En Haute-Marne, les élus semblent avoir pris le relais des mobilisations citoyennes contre l’implantation du projet Unitech à Suzannecourt, destiné à laver la totalité du linge radioactif porté par les ouvriers du nucléaire en France.

Le 8 janvier 2021, on apprenait ainsi par le Journal de la Haute-Marne qu’une requête avait été déposée pour faire annuler la décision de la préfecture autorisant le projet. Portée par le maire de Joinville, elle a été jugée irrecevable par le tribunal administratif de Châlons-en-Champagne mais l’édile, Bertrand Ollivier, compte faire appel et saisir la cour administrative d’appel de Nancy. « J’ai le conseil municipal avec moi », explique le maire au Journal de la Haute-Marne. Le conseil a en effet voté une motion de défiance vis-à-vis du projet en juillet 2020.

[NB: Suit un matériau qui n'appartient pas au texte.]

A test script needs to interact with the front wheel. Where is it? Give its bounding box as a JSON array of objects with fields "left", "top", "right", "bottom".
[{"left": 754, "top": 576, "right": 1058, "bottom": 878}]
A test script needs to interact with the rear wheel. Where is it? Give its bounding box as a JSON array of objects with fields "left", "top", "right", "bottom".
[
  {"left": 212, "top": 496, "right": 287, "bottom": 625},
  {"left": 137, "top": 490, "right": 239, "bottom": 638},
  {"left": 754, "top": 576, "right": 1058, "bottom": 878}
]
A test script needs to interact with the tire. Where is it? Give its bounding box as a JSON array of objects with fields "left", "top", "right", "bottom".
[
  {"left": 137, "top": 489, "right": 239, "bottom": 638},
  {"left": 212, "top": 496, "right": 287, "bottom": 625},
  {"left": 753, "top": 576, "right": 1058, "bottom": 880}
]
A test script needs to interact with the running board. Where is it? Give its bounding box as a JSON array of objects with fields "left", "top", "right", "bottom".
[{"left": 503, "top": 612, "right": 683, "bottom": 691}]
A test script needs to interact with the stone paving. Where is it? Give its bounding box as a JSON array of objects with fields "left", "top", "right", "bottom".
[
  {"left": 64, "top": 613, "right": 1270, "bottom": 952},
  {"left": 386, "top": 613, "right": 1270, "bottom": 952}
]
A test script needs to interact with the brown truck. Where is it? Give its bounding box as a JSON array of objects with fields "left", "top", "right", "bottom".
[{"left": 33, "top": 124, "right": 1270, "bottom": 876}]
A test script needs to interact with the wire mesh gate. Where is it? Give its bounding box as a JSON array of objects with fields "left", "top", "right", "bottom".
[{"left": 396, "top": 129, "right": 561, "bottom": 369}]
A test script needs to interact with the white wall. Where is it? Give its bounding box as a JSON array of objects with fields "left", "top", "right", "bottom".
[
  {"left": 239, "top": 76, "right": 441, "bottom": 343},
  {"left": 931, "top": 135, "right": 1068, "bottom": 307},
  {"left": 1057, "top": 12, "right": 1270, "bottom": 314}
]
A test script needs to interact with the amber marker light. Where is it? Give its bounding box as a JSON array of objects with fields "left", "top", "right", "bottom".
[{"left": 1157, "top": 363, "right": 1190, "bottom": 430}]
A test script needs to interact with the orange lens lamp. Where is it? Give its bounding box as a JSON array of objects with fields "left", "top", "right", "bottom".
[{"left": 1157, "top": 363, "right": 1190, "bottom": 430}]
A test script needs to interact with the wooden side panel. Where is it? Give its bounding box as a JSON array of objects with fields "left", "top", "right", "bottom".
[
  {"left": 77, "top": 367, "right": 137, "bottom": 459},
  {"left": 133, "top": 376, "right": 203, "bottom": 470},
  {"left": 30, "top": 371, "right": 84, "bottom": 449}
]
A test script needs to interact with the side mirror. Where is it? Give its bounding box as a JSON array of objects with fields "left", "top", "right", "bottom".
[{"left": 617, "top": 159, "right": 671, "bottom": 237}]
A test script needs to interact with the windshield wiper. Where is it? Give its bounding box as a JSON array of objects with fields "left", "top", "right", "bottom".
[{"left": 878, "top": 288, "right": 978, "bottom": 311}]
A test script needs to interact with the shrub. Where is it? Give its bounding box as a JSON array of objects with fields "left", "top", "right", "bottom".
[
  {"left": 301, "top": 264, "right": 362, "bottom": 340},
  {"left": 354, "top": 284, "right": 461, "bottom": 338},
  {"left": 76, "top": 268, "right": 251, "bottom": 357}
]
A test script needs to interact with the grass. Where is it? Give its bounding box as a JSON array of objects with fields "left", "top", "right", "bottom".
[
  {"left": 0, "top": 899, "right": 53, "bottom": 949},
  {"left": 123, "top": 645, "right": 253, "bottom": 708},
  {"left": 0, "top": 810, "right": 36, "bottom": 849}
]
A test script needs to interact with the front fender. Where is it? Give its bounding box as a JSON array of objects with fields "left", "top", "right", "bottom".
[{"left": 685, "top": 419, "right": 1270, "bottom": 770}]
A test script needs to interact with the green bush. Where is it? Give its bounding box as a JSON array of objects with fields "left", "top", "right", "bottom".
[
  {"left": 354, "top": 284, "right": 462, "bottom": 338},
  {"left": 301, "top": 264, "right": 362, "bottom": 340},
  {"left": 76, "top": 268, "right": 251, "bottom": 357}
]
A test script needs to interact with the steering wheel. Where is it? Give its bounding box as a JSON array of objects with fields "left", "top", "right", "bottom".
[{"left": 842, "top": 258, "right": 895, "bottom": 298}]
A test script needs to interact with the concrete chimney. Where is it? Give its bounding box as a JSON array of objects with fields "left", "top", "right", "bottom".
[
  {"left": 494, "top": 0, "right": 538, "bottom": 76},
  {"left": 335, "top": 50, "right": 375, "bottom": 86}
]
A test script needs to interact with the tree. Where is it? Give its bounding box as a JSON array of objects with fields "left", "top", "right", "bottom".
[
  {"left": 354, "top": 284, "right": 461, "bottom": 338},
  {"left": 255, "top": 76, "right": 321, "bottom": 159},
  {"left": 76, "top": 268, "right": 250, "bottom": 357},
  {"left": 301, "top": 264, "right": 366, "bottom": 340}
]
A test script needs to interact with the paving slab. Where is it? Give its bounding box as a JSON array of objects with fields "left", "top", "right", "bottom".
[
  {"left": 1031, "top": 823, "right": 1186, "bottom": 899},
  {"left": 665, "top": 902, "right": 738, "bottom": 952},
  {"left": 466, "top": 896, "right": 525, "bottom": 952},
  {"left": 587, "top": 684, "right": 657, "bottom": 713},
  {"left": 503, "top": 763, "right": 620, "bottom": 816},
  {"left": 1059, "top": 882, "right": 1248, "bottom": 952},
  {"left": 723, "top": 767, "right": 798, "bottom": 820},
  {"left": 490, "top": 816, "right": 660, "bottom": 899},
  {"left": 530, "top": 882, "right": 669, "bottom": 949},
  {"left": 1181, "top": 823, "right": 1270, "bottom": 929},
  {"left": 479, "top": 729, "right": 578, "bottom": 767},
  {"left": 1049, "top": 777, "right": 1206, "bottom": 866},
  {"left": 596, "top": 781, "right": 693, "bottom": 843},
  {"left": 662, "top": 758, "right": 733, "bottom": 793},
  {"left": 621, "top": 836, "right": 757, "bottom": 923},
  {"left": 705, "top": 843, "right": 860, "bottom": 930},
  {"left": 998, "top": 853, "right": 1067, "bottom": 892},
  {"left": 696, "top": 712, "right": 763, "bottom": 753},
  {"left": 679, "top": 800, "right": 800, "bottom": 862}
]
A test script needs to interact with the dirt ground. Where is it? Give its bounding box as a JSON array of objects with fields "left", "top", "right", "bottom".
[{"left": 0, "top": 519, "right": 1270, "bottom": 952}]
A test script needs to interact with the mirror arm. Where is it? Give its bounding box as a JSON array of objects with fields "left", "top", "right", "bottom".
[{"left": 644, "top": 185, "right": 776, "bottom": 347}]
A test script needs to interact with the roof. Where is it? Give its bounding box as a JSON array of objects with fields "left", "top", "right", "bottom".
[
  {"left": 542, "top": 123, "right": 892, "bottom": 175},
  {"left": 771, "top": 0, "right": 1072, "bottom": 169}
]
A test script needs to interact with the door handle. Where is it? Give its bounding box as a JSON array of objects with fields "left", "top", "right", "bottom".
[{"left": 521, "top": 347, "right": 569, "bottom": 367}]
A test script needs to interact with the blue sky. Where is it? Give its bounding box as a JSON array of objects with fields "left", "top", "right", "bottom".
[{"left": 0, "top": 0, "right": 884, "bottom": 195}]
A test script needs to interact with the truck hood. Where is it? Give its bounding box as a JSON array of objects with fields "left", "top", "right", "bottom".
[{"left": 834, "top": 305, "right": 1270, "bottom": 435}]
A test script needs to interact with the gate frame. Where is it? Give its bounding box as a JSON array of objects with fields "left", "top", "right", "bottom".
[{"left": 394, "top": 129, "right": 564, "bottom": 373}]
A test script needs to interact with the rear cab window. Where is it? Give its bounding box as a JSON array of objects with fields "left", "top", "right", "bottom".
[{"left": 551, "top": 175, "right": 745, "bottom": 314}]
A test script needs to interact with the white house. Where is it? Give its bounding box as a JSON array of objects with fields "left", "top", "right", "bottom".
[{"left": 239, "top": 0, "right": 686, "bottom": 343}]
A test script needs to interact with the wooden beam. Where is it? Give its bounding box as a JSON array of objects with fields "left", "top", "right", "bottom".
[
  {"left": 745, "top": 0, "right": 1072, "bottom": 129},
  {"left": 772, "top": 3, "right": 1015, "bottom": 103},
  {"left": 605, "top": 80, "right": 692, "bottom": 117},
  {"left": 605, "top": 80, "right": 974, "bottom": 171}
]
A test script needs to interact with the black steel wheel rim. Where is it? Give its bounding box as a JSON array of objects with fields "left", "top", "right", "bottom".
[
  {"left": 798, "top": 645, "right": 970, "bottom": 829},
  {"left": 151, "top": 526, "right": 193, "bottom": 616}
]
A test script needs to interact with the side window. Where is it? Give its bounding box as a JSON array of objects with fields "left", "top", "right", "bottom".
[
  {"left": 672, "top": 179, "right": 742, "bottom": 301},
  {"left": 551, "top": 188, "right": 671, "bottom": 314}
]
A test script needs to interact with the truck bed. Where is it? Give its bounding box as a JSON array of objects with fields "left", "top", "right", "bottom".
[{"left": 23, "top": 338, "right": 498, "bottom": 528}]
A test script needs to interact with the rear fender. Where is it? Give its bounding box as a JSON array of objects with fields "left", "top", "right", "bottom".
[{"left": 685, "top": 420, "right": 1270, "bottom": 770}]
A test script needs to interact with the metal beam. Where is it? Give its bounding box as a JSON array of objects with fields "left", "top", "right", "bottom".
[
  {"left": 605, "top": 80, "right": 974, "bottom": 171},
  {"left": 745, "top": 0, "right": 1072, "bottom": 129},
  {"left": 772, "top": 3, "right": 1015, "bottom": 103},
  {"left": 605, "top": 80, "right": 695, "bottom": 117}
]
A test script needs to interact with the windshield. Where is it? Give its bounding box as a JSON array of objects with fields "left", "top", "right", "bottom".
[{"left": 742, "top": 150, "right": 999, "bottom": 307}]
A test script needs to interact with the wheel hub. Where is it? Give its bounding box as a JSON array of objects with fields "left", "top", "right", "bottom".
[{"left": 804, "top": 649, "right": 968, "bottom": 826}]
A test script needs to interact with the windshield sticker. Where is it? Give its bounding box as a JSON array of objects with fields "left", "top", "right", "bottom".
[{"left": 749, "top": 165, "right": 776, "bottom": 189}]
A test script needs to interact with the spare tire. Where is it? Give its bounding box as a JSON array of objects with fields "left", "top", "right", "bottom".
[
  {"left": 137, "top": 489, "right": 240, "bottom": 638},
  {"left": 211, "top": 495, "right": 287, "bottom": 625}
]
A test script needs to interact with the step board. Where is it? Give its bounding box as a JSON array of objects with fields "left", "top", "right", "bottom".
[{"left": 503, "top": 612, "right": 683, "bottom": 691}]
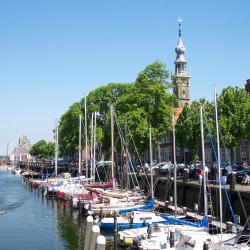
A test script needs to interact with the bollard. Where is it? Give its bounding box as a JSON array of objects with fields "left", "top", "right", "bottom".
[
  {"left": 169, "top": 196, "right": 174, "bottom": 203},
  {"left": 147, "top": 223, "right": 153, "bottom": 239},
  {"left": 207, "top": 201, "right": 213, "bottom": 214},
  {"left": 96, "top": 235, "right": 106, "bottom": 250},
  {"left": 234, "top": 214, "right": 240, "bottom": 225},
  {"left": 194, "top": 203, "right": 199, "bottom": 213},
  {"left": 169, "top": 230, "right": 175, "bottom": 247},
  {"left": 88, "top": 225, "right": 100, "bottom": 250},
  {"left": 165, "top": 201, "right": 170, "bottom": 209},
  {"left": 84, "top": 216, "right": 94, "bottom": 250}
]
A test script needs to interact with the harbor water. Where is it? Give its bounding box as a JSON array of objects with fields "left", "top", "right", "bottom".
[{"left": 0, "top": 170, "right": 117, "bottom": 250}]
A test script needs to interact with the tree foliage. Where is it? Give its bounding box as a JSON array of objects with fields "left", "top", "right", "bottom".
[{"left": 59, "top": 61, "right": 175, "bottom": 159}]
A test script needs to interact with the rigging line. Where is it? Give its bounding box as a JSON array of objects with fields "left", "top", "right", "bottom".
[
  {"left": 219, "top": 129, "right": 249, "bottom": 223},
  {"left": 127, "top": 125, "right": 150, "bottom": 188}
]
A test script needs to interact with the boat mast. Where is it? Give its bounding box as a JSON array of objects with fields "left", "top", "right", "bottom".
[
  {"left": 200, "top": 105, "right": 208, "bottom": 217},
  {"left": 55, "top": 121, "right": 58, "bottom": 177},
  {"left": 84, "top": 96, "right": 88, "bottom": 178},
  {"left": 78, "top": 115, "right": 82, "bottom": 176},
  {"left": 149, "top": 124, "right": 154, "bottom": 199},
  {"left": 214, "top": 89, "right": 223, "bottom": 241},
  {"left": 172, "top": 112, "right": 177, "bottom": 217},
  {"left": 110, "top": 105, "right": 115, "bottom": 190}
]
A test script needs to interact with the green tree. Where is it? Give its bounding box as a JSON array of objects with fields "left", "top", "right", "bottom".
[
  {"left": 29, "top": 140, "right": 52, "bottom": 159},
  {"left": 59, "top": 103, "right": 81, "bottom": 158},
  {"left": 116, "top": 61, "right": 176, "bottom": 159}
]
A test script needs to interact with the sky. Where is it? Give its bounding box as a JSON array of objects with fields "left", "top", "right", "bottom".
[{"left": 0, "top": 0, "right": 250, "bottom": 154}]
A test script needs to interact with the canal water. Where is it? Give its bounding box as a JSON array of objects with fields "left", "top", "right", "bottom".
[{"left": 0, "top": 170, "right": 118, "bottom": 250}]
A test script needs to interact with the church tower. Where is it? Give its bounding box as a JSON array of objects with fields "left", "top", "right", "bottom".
[{"left": 172, "top": 18, "right": 191, "bottom": 108}]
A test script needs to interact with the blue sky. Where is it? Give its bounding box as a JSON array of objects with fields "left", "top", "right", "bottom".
[{"left": 0, "top": 0, "right": 250, "bottom": 154}]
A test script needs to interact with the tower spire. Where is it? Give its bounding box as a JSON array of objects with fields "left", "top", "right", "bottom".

Le projet de laverie nucléaire suscite une vive opposition localement depuis plus de deux ans. Malgré les manifestations et les avis déposés au cours de l’enquête publique à 87 % défavorables, la préfecture avait donné son feu vert en juin 2020 et délivré son autorisation d’exploitation. Les travaux avaient débuté pendant l’été, avant qu’un énième coup de théâtre ne vienne mettre le projet à l’arrêt. En septembre dernier, le conseil général de Haute-Marne a voté à l’unanimité une motion contre son implantation. Plusieurs recours juridiques ont également été déposés. Un premier a été rejeté en juillet mais un autre est toujours en cours d’examen. Porté par le Collectif contre Unitech, il a l’appui du cabinet d’avocats de Corinne Lepage.

Interrogé sur les recours des élus locaux par la chaîne locale Puissance Télévision, le directeur d’Unitech, Jacques Grisot, a dit travailler sur différentes pistes. S’il dit vouloir privilégier l’implantation en Haute-Marne et améliorer l’acceptabilité du projet pour que « cette installation se passe de manière sereine dans le temps », il n’exclut pas non plus une possible délocalisation.